Does the Earned Income Tax Credit Create Disincentives?
Mickey Kaus thinks so:
Earned Income Tax Credit does send cash to low income earners, but again you need to earn at least some money to get it. And it’s already pretty big. We probably can’t increase it much higher without running into cost and disincentive problems when the credit is phased out in the mid-income ranges (i.e. workers will end up losing–in phases-out EITC payments – a good chunk of any extra dollars they earn).
What is up with Mickey Kaus and Michael Lind as to the EITC issue? Max Sawicky counters:
As for disincentives, there is no empirical evidence of ‘harmful’ effects. The effect in question, boils down to a family with children supplying 50 hours of work a week of 75. Is this really a problem? The impact on full-time labor force participation for the primary earner in a family is unambiguously positive.
EITC is a form of Negative Income Tax, which can be designed to lessen the disincentives to work. As Wikpedia notes:
Under traditional welfare, a dollar-for-dollar decrease of benefits corresponded to an increase in earnings. Standard indifference curve analysis shows that this creates a “spiked” budget constraint of OABC, making it very likely that an individual’s utility maximizing bundle includes no work. The EITC, in contrast to traditional welfare, creates a “smoother” budget constraint of OABCD, making it theoretically much more likely that an individual’s utility-maximizing bundle will include some hours of work.
Wikpedia even provides the graphs displaying their indifference curve analysis.

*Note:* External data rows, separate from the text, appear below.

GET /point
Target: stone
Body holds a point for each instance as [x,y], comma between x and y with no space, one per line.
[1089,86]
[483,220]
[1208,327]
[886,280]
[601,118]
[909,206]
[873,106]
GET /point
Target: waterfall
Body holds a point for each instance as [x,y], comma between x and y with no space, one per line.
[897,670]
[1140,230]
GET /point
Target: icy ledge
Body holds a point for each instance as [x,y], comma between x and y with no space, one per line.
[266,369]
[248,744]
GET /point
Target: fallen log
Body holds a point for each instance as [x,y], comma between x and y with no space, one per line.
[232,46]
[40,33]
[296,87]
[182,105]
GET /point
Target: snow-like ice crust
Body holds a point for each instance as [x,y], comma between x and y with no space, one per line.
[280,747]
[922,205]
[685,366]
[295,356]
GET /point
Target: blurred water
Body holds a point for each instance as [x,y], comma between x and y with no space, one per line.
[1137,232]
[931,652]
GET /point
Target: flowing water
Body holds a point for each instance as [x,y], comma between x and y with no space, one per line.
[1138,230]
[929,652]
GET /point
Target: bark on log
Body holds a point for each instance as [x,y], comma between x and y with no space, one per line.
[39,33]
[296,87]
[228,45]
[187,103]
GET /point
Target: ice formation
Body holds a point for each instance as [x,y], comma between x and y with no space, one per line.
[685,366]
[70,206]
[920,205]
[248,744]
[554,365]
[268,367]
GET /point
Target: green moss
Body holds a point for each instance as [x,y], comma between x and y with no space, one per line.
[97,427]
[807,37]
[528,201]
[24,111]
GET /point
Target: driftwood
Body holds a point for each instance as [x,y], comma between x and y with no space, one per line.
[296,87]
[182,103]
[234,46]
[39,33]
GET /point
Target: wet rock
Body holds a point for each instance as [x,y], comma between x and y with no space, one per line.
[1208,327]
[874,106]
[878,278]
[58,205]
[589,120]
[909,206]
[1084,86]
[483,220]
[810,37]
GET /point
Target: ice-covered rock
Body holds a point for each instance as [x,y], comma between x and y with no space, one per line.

Speaking of graphs, Max Sawicky provides his graph on the Incidence of the Earned Income Tax Credit. I provide a somewhat different variation of the theme, but the point is still the same – if the elasticity of labor supply is less than the elasticity of labor demand, then most of the benefits from the EITC accrue to workers as the reduction in wage rates (W0 to W1) is modest relative to the size of the subsidy.